Título: Governo dá sinais de um acordo ultralight com FMI
Autor: João CaminotoCorrespondente
Fonte: O Estado de São Paulo, 01/02/2005, Economia, p. B1

Técnicos do Fundo e membros da equipe econômica já conversam sobre novo acerto, que deve ter caráter preventivo LONDRES - A decisão ainda não foi tomada, mas são crescentes os sinais de que o Brasil poderá renovar, de alguma forma, seu acordo com o Fundo Monetário Internacional (FMI). Nos últimos meses, o discurso das autoridades brasileiras migrou de uma clara disposição de negar um novo acordo para uma posição neutra em relação ao tema. "Não há nada decidido, isso ficará para março", reiteraram, em diversas ocasiões, o ministro da Fazenda, Antonio Palocci, e o presidente do Banco Central, Henrique Meirelles, durante o Fórum Econômico Mundial, em Davos, encerrado ontem. Essa atitude mais cautelosa do governo brasileiro é explicada pelo temor de que o País seja pego no contrapé dos mercados. Ou seja, no momento em que romperia sua relação formal com o FMI e o acesso praticamente automático aos cofres do Fundo em Washington, o Brasil poderia ser pressionado por um mercado externo mais adverso, com crescente aversão ao risco causada pela alta dos juros nos Estados Unidos.

De fato, técnicos do FMI e membros da equipe econômica brasileira já estão conversando sobre um possível novo acordo. Se ele sair, certamente terá um caráter preventivo, a exemplo do atual, ou seja, o Brasil sacaria os recursos disponíveis apenas em caso de aperto. Em 2004, isto não foi preciso.
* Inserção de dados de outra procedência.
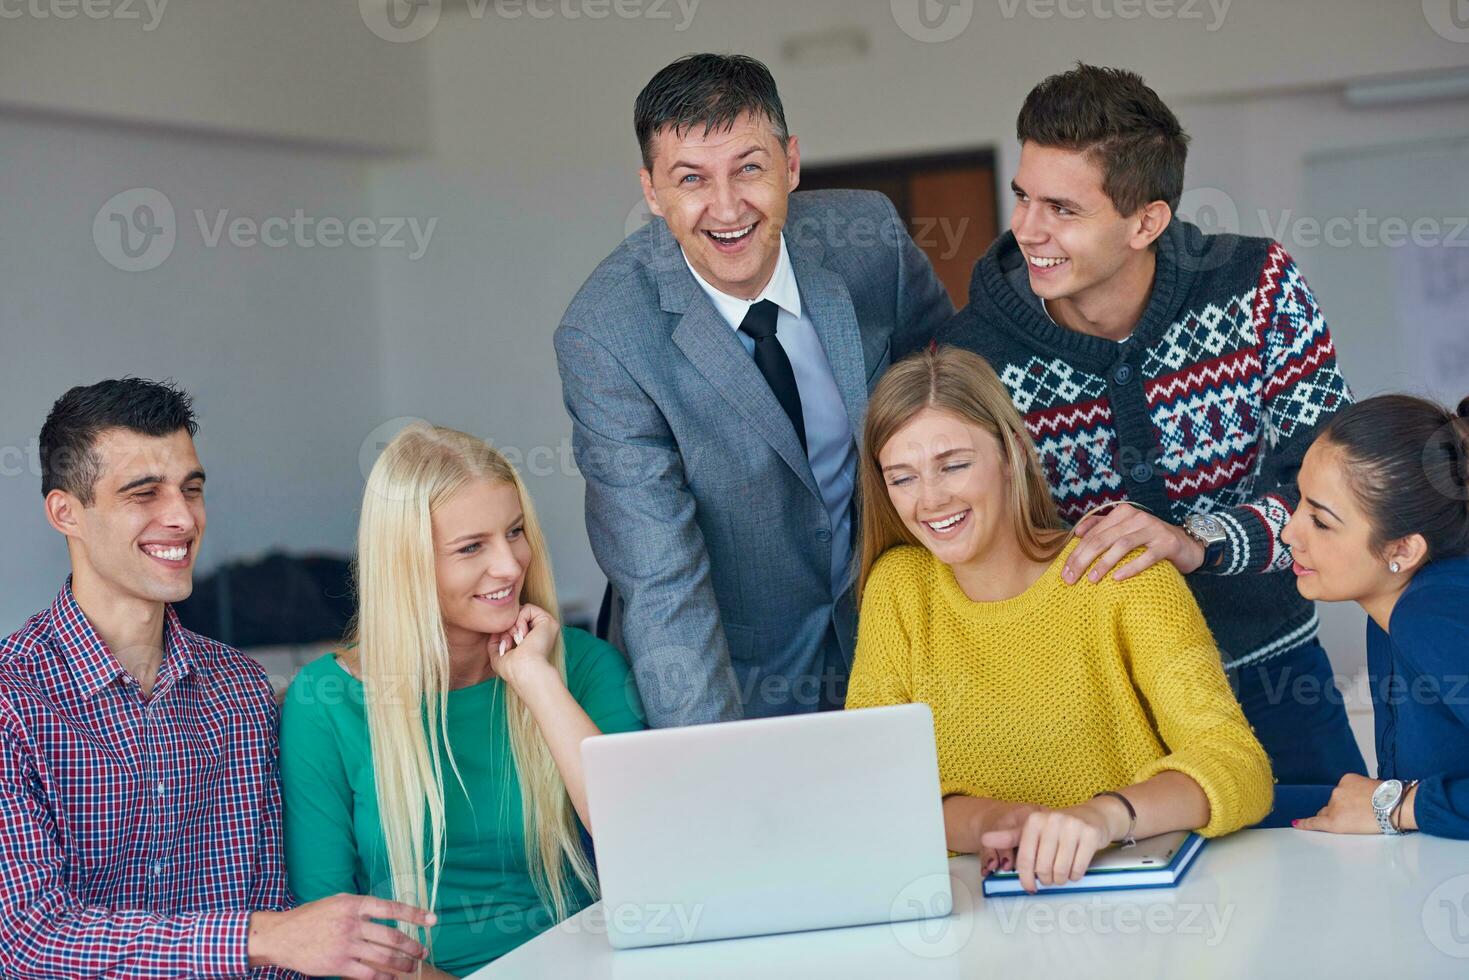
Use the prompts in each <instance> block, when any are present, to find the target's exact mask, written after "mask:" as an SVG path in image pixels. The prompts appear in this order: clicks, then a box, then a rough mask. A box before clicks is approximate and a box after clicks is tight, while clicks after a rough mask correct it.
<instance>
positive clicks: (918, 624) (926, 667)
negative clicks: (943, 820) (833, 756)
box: [846, 539, 1274, 836]
mask: <svg viewBox="0 0 1469 980" xmlns="http://www.w3.org/2000/svg"><path fill="white" fill-rule="evenodd" d="M1074 548H1075V539H1072V541H1071V542H1069V544H1068V545H1066V548H1065V551H1062V552H1061V555H1059V557H1058V558H1056V560H1055V561H1053V563H1052V564H1050V567H1049V569H1047V570H1046V573H1044V574H1043V576H1042V577H1040V579H1039V580H1037V582H1036V583H1034V585H1031V586H1030V588H1028V589H1027V591H1025V592H1022V594H1019V595H1018V597H1015V598H1011V599H1003V601H999V602H975V601H972V599H970V598H968V597H967V595H965V594H964V591H962V589H961V588H959V583H958V582H956V580H955V577H953V572H952V570H950V569H949V566H946V564H943V563H942V561H939V560H937V558H936V557H934V555H933V554H931V552H930V551H928V550H925V548H920V547H915V545H902V547H898V548H893V550H892V551H889V552H886V554H884V555H883V557H881V558H880V560H878V561H877V566H876V567H874V569H873V574H871V577H870V579H868V585H867V591H865V594H864V599H862V608H861V613H859V616H858V639H856V660H855V663H853V667H852V680H851V685H849V688H848V696H846V707H848V708H867V707H876V705H887V704H911V702H924V704H927V705H928V707H930V708H931V710H933V721H934V736H936V739H937V748H939V783H940V788H942V792H943V793H945V795H950V793H962V795H967V796H983V798H989V799H1003V801H1011V802H1031V804H1042V805H1046V807H1069V805H1072V804H1078V802H1081V801H1084V799H1089V798H1091V796H1093V795H1096V793H1099V792H1102V790H1109V789H1121V788H1124V786H1130V785H1133V783H1136V782H1141V780H1144V779H1149V777H1152V776H1156V774H1158V773H1161V771H1163V770H1177V771H1180V773H1185V774H1187V776H1191V777H1193V780H1194V782H1197V783H1199V786H1202V788H1203V792H1205V795H1206V796H1208V798H1209V823H1208V826H1205V827H1203V829H1202V832H1200V833H1203V835H1205V836H1218V835H1222V833H1230V832H1231V830H1238V829H1240V827H1244V826H1247V824H1252V823H1256V821H1257V820H1260V818H1262V817H1265V814H1266V813H1268V811H1269V808H1271V801H1272V795H1274V792H1272V786H1271V764H1269V758H1268V757H1266V755H1265V749H1263V748H1260V743H1259V741H1256V738H1255V735H1253V733H1252V732H1250V727H1249V723H1247V721H1246V720H1244V713H1243V711H1240V704H1238V702H1237V701H1235V699H1234V693H1232V692H1231V691H1230V685H1228V682H1227V680H1225V676H1224V670H1222V669H1221V666H1219V654H1218V649H1216V648H1215V645H1213V641H1212V638H1210V636H1209V627H1208V626H1206V624H1205V621H1203V616H1202V614H1200V613H1199V607H1197V604H1196V602H1194V601H1193V599H1191V597H1190V595H1188V588H1187V586H1185V585H1184V580H1183V576H1181V574H1178V570H1177V569H1174V567H1172V566H1171V564H1168V563H1166V561H1162V563H1159V564H1155V566H1153V567H1150V569H1147V570H1146V572H1143V573H1141V574H1137V576H1134V577H1131V579H1127V580H1124V582H1114V580H1112V579H1109V577H1103V580H1102V582H1100V583H1097V586H1096V588H1077V586H1068V585H1065V583H1064V582H1062V580H1061V567H1062V564H1064V563H1065V558H1066V555H1069V554H1071V551H1072V550H1074Z"/></svg>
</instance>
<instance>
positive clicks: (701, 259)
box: [640, 112, 801, 300]
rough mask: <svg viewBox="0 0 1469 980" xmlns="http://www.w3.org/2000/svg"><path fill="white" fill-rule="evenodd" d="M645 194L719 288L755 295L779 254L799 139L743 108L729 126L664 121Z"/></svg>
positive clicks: (792, 178) (695, 262) (796, 157)
mask: <svg viewBox="0 0 1469 980" xmlns="http://www.w3.org/2000/svg"><path fill="white" fill-rule="evenodd" d="M652 150H654V151H652V167H651V169H646V167H645V169H643V170H642V173H640V175H642V187H643V197H645V198H646V201H648V207H649V209H651V210H652V213H654V215H657V216H660V217H663V219H664V220H665V222H668V229H670V231H671V232H673V237H674V238H676V239H677V241H679V245H680V247H682V248H683V254H685V256H686V257H687V259H689V264H692V266H693V269H695V270H696V272H698V273H699V275H701V276H704V281H705V282H708V284H710V285H711V287H714V288H715V289H718V291H720V292H726V294H729V295H735V297H742V298H746V300H754V298H755V297H757V295H759V291H761V289H764V288H765V284H767V282H770V276H771V275H773V273H774V272H776V263H777V262H779V259H780V231H782V228H783V226H784V223H786V206H787V198H789V195H790V191H793V190H796V184H799V181H801V150H799V147H798V145H796V138H795V137H789V138H787V140H786V141H784V144H782V140H780V137H779V135H777V132H776V129H774V126H773V125H771V122H770V119H768V118H765V116H764V115H757V113H748V112H746V113H742V115H740V116H737V118H736V119H735V122H733V123H732V125H730V126H729V128H727V129H712V131H710V132H705V131H704V128H702V126H698V125H696V126H692V128H690V129H687V131H685V132H682V134H680V132H676V131H674V129H673V128H671V126H664V128H663V129H661V131H660V132H658V134H657V137H655V138H654V147H652Z"/></svg>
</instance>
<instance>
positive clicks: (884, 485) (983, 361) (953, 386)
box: [856, 345, 1066, 598]
mask: <svg viewBox="0 0 1469 980" xmlns="http://www.w3.org/2000/svg"><path fill="white" fill-rule="evenodd" d="M924 408H936V410H939V411H946V413H949V414H952V416H955V417H956V419H959V420H961V422H967V423H970V425H975V426H978V428H981V429H984V430H986V432H989V433H990V435H993V436H995V438H997V439H999V441H1000V453H1002V454H1003V457H1005V461H1006V466H1008V467H1009V473H1011V511H1012V513H1014V517H1015V538H1017V539H1018V541H1019V547H1021V551H1024V552H1025V555H1027V557H1028V558H1031V560H1033V561H1049V560H1052V558H1055V557H1056V555H1058V554H1061V550H1062V548H1064V547H1065V544H1066V535H1065V525H1064V523H1062V522H1061V517H1059V516H1058V513H1056V501H1055V500H1052V497H1050V488H1049V486H1047V485H1046V478H1044V475H1043V473H1042V470H1040V457H1039V455H1037V454H1036V445H1034V444H1033V442H1031V438H1030V433H1028V432H1027V430H1025V422H1024V420H1022V419H1021V416H1019V411H1018V410H1017V408H1015V403H1014V401H1011V395H1009V391H1006V389H1005V385H1003V383H1002V382H1000V379H999V376H997V375H996V373H995V369H993V367H990V364H989V361H986V360H984V359H983V357H980V356H978V354H972V353H970V351H965V350H959V348H958V347H948V345H936V347H928V348H927V350H924V351H920V353H917V354H909V356H908V357H905V359H903V360H900V361H898V363H896V364H893V366H892V367H890V369H889V370H887V373H886V375H883V378H881V381H878V382H877V388H874V389H873V395H871V397H870V398H868V401H867V422H865V428H864V432H862V458H861V464H859V470H861V476H859V479H858V482H859V494H861V501H862V511H861V513H862V517H861V539H862V544H861V548H859V550H858V572H856V595H858V598H861V595H862V591H864V589H865V588H867V576H870V574H871V572H873V566H876V564H877V560H878V558H880V557H883V552H884V551H887V550H889V548H893V547H896V545H918V547H924V544H923V542H921V541H918V538H915V536H914V533H912V532H911V530H908V526H906V525H903V520H902V517H899V516H898V510H896V508H895V507H893V501H892V498H890V497H889V495H887V480H884V479H883V464H881V463H880V461H878V458H877V454H878V453H881V450H883V447H884V445H887V442H889V439H892V438H893V436H895V435H898V430H899V429H902V428H903V426H905V425H908V423H909V422H912V419H914V416H917V414H918V413H920V411H923V410H924Z"/></svg>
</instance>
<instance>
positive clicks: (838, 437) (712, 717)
mask: <svg viewBox="0 0 1469 980" xmlns="http://www.w3.org/2000/svg"><path fill="white" fill-rule="evenodd" d="M635 128H636V132H638V141H639V144H640V147H642V159H643V169H642V188H643V197H645V198H646V201H648V207H649V209H651V210H652V213H654V216H655V217H654V220H652V222H651V223H649V225H648V226H645V228H642V229H639V231H638V232H635V234H632V235H630V237H629V238H627V239H626V241H624V242H623V244H621V245H618V247H617V250H616V251H613V254H611V256H608V257H607V259H605V260H604V262H602V263H601V264H599V266H598V267H596V270H595V272H593V273H592V275H591V278H589V279H588V281H586V284H585V285H583V287H582V289H580V291H579V292H577V294H576V298H574V300H571V306H570V307H569V309H567V311H566V316H564V317H563V320H561V326H560V328H558V329H557V334H555V348H557V363H558V366H560V372H561V385H563V395H564V398H566V406H567V410H569V411H570V414H571V422H573V445H574V450H576V458H577V464H579V467H580V470H582V475H583V476H585V478H586V523H588V532H589V535H591V541H592V551H593V552H595V554H596V560H598V563H599V564H601V566H602V572H605V574H607V577H608V582H610V583H611V586H613V589H614V591H616V594H617V595H618V597H620V599H618V602H617V604H616V605H618V607H620V608H618V610H617V613H618V616H614V619H616V620H618V621H620V636H616V635H614V639H620V645H621V646H623V649H624V651H626V652H627V657H629V660H630V661H632V666H633V673H635V676H636V680H638V688H639V692H640V693H642V699H643V705H645V708H646V713H648V720H649V721H651V723H652V724H654V726H658V727H667V726H677V724H695V723H702V721H721V720H730V718H740V717H762V716H774V714H792V713H799V711H814V710H820V708H839V707H842V702H843V699H845V696H846V676H848V673H849V667H851V663H852V644H853V632H855V620H856V611H855V601H853V597H852V586H851V574H849V569H851V563H852V547H853V542H852V535H853V527H855V522H853V514H852V510H853V505H855V502H853V498H852V495H853V486H855V480H856V435H858V433H859V432H861V425H862V413H864V410H865V407H867V392H868V389H870V386H871V385H873V383H874V382H876V381H877V376H878V375H880V373H881V372H883V369H884V367H887V364H889V363H890V361H892V359H893V357H896V356H900V354H903V353H908V351H909V350H915V348H918V347H923V345H924V344H927V342H928V339H930V338H931V336H933V334H934V331H936V329H937V328H939V326H940V325H942V323H943V322H945V320H946V319H948V317H949V316H950V314H952V311H953V307H952V304H950V301H949V295H948V294H946V292H945V289H943V287H942V285H940V284H939V281H937V279H936V278H934V273H933V267H931V266H930V263H928V259H927V257H925V256H924V254H923V253H921V251H920V250H918V247H917V245H914V242H912V239H911V238H909V237H908V232H906V231H905V229H903V225H902V220H900V219H899V217H898V213H896V210H895V209H893V206H892V203H889V201H887V198H886V197H883V195H880V194H873V192H862V191H826V192H823V191H815V192H805V194H796V195H792V194H790V191H793V190H795V187H796V184H798V181H799V178H801V151H799V147H798V144H796V138H795V137H789V135H787V134H786V119H784V112H783V109H782V104H780V96H779V94H777V91H776V82H774V79H773V78H771V76H770V71H768V69H767V68H765V66H764V65H761V63H759V62H757V60H754V59H749V57H742V56H721V54H692V56H687V57H683V59H679V60H677V62H674V63H673V65H670V66H667V68H664V69H663V71H661V72H658V75H655V76H654V79H652V81H651V82H648V87H646V88H643V91H642V94H640V96H639V97H638V104H636V109H635Z"/></svg>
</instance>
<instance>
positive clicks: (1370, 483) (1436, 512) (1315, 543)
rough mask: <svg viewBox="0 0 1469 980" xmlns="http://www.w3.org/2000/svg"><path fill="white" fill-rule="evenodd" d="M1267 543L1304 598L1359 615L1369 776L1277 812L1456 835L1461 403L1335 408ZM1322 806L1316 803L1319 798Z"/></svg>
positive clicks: (1460, 837) (1458, 680)
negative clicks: (1274, 538)
mask: <svg viewBox="0 0 1469 980" xmlns="http://www.w3.org/2000/svg"><path fill="white" fill-rule="evenodd" d="M1299 482H1300V492H1302V500H1300V507H1299V508H1297V510H1296V514H1294V516H1293V517H1291V522H1290V525H1288V526H1287V527H1285V533H1284V535H1281V539H1282V541H1284V542H1285V544H1287V545H1290V548H1291V554H1293V555H1294V558H1296V566H1294V572H1296V576H1297V579H1296V585H1297V588H1299V589H1300V594H1302V595H1304V597H1306V598H1309V599H1328V601H1344V599H1351V601H1354V602H1357V604H1360V605H1362V608H1363V610H1366V613H1368V680H1369V685H1371V691H1372V707H1374V714H1375V716H1376V752H1378V776H1379V779H1366V777H1365V776H1356V774H1347V776H1343V779H1341V782H1340V783H1338V785H1337V786H1335V788H1334V789H1332V788H1319V789H1318V792H1316V798H1315V801H1313V802H1315V805H1318V807H1319V811H1316V813H1315V815H1306V814H1307V813H1310V810H1309V808H1306V804H1307V801H1310V789H1312V788H1288V786H1281V788H1278V792H1277V814H1279V813H1281V811H1282V810H1285V808H1288V807H1291V805H1293V804H1291V801H1294V805H1296V807H1297V810H1299V813H1300V815H1302V817H1303V818H1300V820H1294V821H1293V826H1296V827H1300V829H1303V830H1325V832H1329V833H1403V832H1409V830H1422V832H1425V833H1432V835H1437V836H1441V837H1457V839H1469V398H1465V400H1463V401H1462V403H1460V404H1459V411H1457V414H1456V413H1453V411H1448V410H1445V408H1443V407H1440V406H1435V404H1434V403H1431V401H1423V400H1421V398H1412V397H1407V395H1382V397H1379V398H1369V400H1366V401H1363V403H1360V404H1357V406H1353V407H1350V408H1347V410H1346V411H1343V413H1340V414H1337V416H1335V417H1334V419H1332V420H1331V422H1329V423H1328V425H1327V428H1325V429H1324V430H1322V432H1321V435H1319V436H1318V438H1316V442H1315V444H1312V447H1310V450H1309V451H1307V453H1306V458H1304V461H1303V464H1302V469H1300V475H1299ZM1328 793H1329V798H1328ZM1322 802H1324V804H1325V805H1321V804H1322Z"/></svg>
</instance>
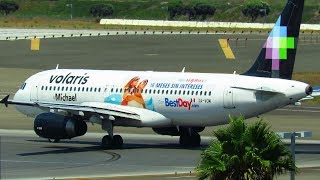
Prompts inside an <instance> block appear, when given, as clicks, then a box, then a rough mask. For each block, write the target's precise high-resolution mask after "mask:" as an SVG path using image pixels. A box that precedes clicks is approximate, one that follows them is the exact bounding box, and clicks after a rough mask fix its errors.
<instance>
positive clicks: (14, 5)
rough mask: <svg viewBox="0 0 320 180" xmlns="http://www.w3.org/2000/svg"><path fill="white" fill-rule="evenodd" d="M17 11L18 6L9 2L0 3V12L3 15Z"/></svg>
mask: <svg viewBox="0 0 320 180" xmlns="http://www.w3.org/2000/svg"><path fill="white" fill-rule="evenodd" d="M18 9H19V5H18V4H17V3H15V2H11V1H1V2H0V12H1V13H2V14H4V15H8V14H10V13H12V12H15V11H17V10H18Z"/></svg>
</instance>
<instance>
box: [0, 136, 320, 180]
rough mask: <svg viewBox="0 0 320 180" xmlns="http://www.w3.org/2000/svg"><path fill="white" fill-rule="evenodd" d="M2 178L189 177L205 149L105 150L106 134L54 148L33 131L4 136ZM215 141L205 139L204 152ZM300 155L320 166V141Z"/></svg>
mask: <svg viewBox="0 0 320 180" xmlns="http://www.w3.org/2000/svg"><path fill="white" fill-rule="evenodd" d="M0 135H1V177H2V178H3V179H49V178H58V179H60V178H71V177H112V176H119V175H121V176H125V175H147V174H174V173H175V172H177V173H189V172H190V171H192V172H193V171H194V167H195V165H196V164H197V162H198V161H199V157H200V153H201V148H196V149H185V148H181V147H180V146H179V145H178V139H177V138H176V137H168V136H160V135H159V136H158V135H137V134H122V135H123V138H124V141H125V146H124V148H123V149H121V150H101V149H100V147H99V142H98V141H99V140H100V138H101V137H102V136H103V134H100V133H88V134H87V135H85V136H83V137H80V138H75V139H72V140H66V141H62V142H61V143H49V142H48V141H47V140H45V139H41V138H39V137H37V136H36V135H34V133H33V132H32V131H20V130H19V131H18V130H0ZM209 141H210V138H209V137H203V142H202V148H203V147H205V146H206V145H207V144H208V142H209ZM300 143H303V144H301V145H298V146H297V150H298V151H299V150H303V149H306V148H307V149H312V150H313V153H315V152H318V154H297V155H296V159H297V164H298V166H299V167H319V166H320V141H311V142H308V141H301V142H300Z"/></svg>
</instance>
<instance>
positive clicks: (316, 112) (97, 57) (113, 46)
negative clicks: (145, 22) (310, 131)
mask: <svg viewBox="0 0 320 180" xmlns="http://www.w3.org/2000/svg"><path fill="white" fill-rule="evenodd" d="M219 38H226V39H227V38H229V39H230V40H229V43H230V45H231V47H232V49H233V51H234V54H235V56H236V59H235V60H227V59H226V58H225V57H224V54H223V52H222V50H221V47H220V46H219V43H218V39H219ZM237 38H238V40H236V39H237ZM246 38H247V40H246ZM265 38H266V35H245V36H243V35H213V34H207V35H206V34H202V35H165V36H163V35H127V36H116V35H115V36H101V37H81V38H57V39H41V41H40V51H31V50H30V44H31V43H30V40H17V41H0V49H1V54H0V59H1V60H0V72H1V75H0V97H3V96H4V95H6V94H14V92H15V91H16V89H17V88H18V87H19V85H20V84H21V83H22V82H23V81H24V79H25V78H27V77H28V76H30V75H32V74H33V73H35V72H38V71H41V70H45V69H53V68H55V67H56V65H57V64H59V67H60V68H83V69H123V70H143V71H145V70H152V71H181V70H182V68H183V67H186V71H189V72H190V71H192V72H220V73H233V72H234V71H237V73H241V72H244V71H245V70H246V69H248V67H250V66H251V64H252V63H253V62H254V60H255V58H256V56H257V55H258V53H259V51H260V49H261V47H262V45H263V43H264V40H263V39H265ZM319 47H320V43H319V42H316V40H315V39H313V41H310V40H309V37H307V38H305V40H303V38H302V41H301V42H300V43H299V46H298V52H297V59H296V65H295V72H318V71H319V67H320V62H319V61H318V59H319V58H318V56H319ZM110 78H112V77H110ZM0 114H1V116H0V127H1V129H13V130H12V131H5V130H1V131H0V135H1V168H0V169H1V173H0V174H1V178H3V179H17V178H20V179H27V178H29V179H44V178H72V177H88V176H89V177H109V178H114V176H119V175H122V176H136V177H138V178H139V177H141V175H150V174H169V176H168V178H171V177H173V178H177V177H176V176H175V173H177V174H180V173H182V175H181V176H182V177H184V178H182V179H185V178H191V179H195V176H194V174H191V175H190V171H191V172H193V170H194V167H195V166H196V164H197V162H198V161H199V157H200V153H201V148H197V149H184V148H181V147H180V146H178V145H177V143H178V139H177V137H167V136H160V135H150V134H152V133H153V132H152V131H151V130H150V129H145V128H142V129H137V128H133V129H132V128H117V129H116V132H117V133H120V134H123V133H125V134H123V137H124V141H125V144H126V145H125V147H124V149H122V150H101V149H100V148H99V142H100V139H101V137H102V136H103V135H104V134H103V133H101V132H102V131H101V130H100V127H98V126H93V127H90V129H89V130H90V132H100V133H99V134H90V133H89V134H88V135H86V136H84V137H79V138H75V139H72V140H70V141H63V142H61V143H58V144H52V143H48V142H47V140H44V139H40V138H38V137H36V136H35V135H34V133H33V132H32V131H22V130H21V129H29V130H32V127H33V123H32V119H31V118H27V117H25V116H23V115H21V114H19V113H17V112H16V111H15V110H14V108H13V107H10V108H8V109H5V108H4V107H3V106H1V107H0ZM319 115H320V107H295V106H291V107H285V108H283V109H280V110H277V111H274V112H271V113H269V114H266V115H263V116H262V117H263V118H264V119H265V120H267V121H269V122H270V124H271V125H272V128H273V130H275V131H289V132H292V131H300V130H309V131H312V132H313V138H312V139H313V140H320V131H319V125H320V123H319V117H320V116H319ZM256 120H257V119H256V118H253V119H250V120H248V122H254V121H256ZM216 128H217V127H213V128H208V129H206V130H205V131H204V132H203V133H202V135H203V136H209V135H211V133H212V130H214V129H216ZM16 129H18V130H16ZM126 133H130V134H126ZM141 133H143V135H139V134H141ZM209 141H210V139H208V138H204V141H203V142H202V147H205V146H206V145H207V144H208V143H209ZM301 144H302V145H301V146H299V147H298V148H300V149H299V150H300V151H303V152H304V153H302V154H297V156H296V157H297V163H298V165H299V166H301V167H306V168H307V170H306V171H305V170H304V171H303V172H307V175H306V176H303V177H304V178H307V179H315V178H316V177H317V176H319V175H320V172H319V169H318V168H319V166H320V156H319V154H320V143H319V142H318V141H315V142H314V143H313V144H312V145H305V144H304V143H301ZM307 150H309V152H306V151H307ZM311 153H312V154H311ZM188 173H189V175H188ZM186 174H187V175H186ZM285 177H287V176H285ZM149 178H150V177H149V176H148V178H147V179H149ZM155 178H156V177H155ZM178 178H181V177H178Z"/></svg>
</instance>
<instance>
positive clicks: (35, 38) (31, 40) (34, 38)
mask: <svg viewBox="0 0 320 180" xmlns="http://www.w3.org/2000/svg"><path fill="white" fill-rule="evenodd" d="M39 50H40V39H38V38H34V39H31V51H39Z"/></svg>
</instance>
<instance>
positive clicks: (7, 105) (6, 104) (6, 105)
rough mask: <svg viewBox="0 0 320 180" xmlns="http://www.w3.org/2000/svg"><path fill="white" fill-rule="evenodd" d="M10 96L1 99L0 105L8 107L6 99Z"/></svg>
mask: <svg viewBox="0 0 320 180" xmlns="http://www.w3.org/2000/svg"><path fill="white" fill-rule="evenodd" d="M9 96H10V95H7V96H6V97H5V98H3V99H2V100H1V101H0V103H2V104H4V105H5V106H6V107H8V99H9Z"/></svg>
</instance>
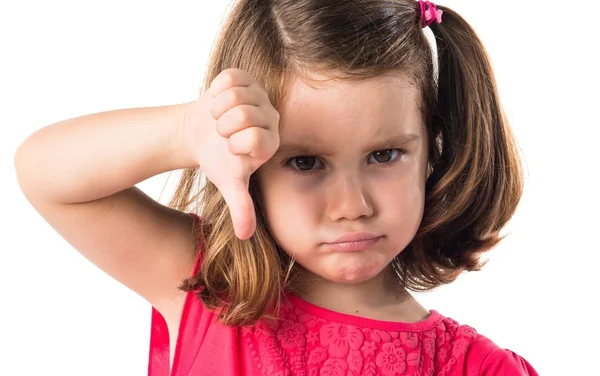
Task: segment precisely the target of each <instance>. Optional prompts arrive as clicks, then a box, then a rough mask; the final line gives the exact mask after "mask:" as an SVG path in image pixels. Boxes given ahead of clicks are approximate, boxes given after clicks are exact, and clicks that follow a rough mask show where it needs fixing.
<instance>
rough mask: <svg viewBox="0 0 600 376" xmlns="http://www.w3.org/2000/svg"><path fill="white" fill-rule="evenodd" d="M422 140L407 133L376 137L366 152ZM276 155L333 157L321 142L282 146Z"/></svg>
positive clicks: (367, 146) (291, 143)
mask: <svg viewBox="0 0 600 376" xmlns="http://www.w3.org/2000/svg"><path fill="white" fill-rule="evenodd" d="M420 138H421V135H420V134H416V133H407V134H400V135H395V136H391V137H375V138H374V139H373V140H372V141H371V142H370V143H369V144H368V145H367V147H366V148H365V151H374V150H383V149H389V148H394V147H406V146H409V145H410V144H413V143H414V142H416V141H417V140H419V139H420ZM275 155H323V156H330V155H332V152H331V148H330V147H329V145H328V144H326V143H323V142H322V141H320V140H306V141H297V142H289V143H285V144H281V145H280V146H279V149H277V152H276V153H275Z"/></svg>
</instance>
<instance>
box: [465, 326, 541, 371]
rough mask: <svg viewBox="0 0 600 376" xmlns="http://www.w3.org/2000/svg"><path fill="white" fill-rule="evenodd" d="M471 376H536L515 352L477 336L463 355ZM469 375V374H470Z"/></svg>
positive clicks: (478, 336)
Seria uma espécie de acordo "ultralight", que daria uma garantia extra aos mercados e, ao mesmo tempo, não abalaria a tese de que o País já "pode andar com as próprias pernas", utilizando-se um termo muito empregado pela equipe econômica.

Não há dúvidas, entre os técnicos do Fundo e a maioria dos analistas de mercado, de que o Brasil vem apresentando uma acentuada melhora de seus fundamentos econômicos e reduziu sua vulnerabilidade. Mas, como disse no fim de semana em Davos a vice-diretora-gerente do FMI, Anne Krueger, o Brasil melhorou seus números, mas ainda é um país vulnerável, ocupando uma "faixa média de risco". Como o economista-chefe do Banco Morgan Stanley, Stephen Roach, observou, "seria ingenuidade do Brasil pensar que está imune" a futuras crises. A relação dívida/PIB do Brasil ainda é preocupante e o País poderia ser colocado sob pressão num mercado externo de liquidez reduzida e maior aversão ao risco.

A previsão dominante nos mercados é de que 2005 será um ano benigno para os emergentes, embora não tão positivo como no ano passado. Krueger disse que o "cenário mais provável é que 2005 será mais um ano bom". Segundo ela, a inflação americana não deverá subir muito, confirmando uma alta gradual dos juros. Os encargos das dívidas dos emergentes poderão crescer um pouco, mas em contrapartida esses países terão fortes exportações. "Isso não significa que os spreads da dívida emergente não subirão um pouco, mas acho difícil que ocorra algo significante", disse Krueger.

Ela observou que muitos países emergentes tiveram uma melhora da estrutura de suas dívidas. "Em muitos casos, eles têm cortado a relação do PIB com a dívida, têm abandonado a dívida denominada em moeda estrangeira para a dívida atrelada à moeda local, como é o caso do Brasil."

Mas, apesar de demonstrar otimismo com 2005, a própria Krueger admite que em algum momento virá um ajuste nos mercados, que poderá atingir os emergentes, principalmente aqueles que não aproveitaram devidamente a janela de oportunidade oferecida pelos mercados nos últimos dois anos. O ex-economista-chefe do FMI e professor da Universidade de Harvard, Kenneth Rogoff, confere uma possibilidade de 20% a uma forte volatilidade entre os emergentes em 2005. Para os próximos dois ou três anos, as chances de uma crise emergente, segundo ele, são de 40%. Stephen Roach, do Morgan Stanley, é ainda mais pessimista e prevê que "a bolha emergente" poderá estourar em meados deste ano.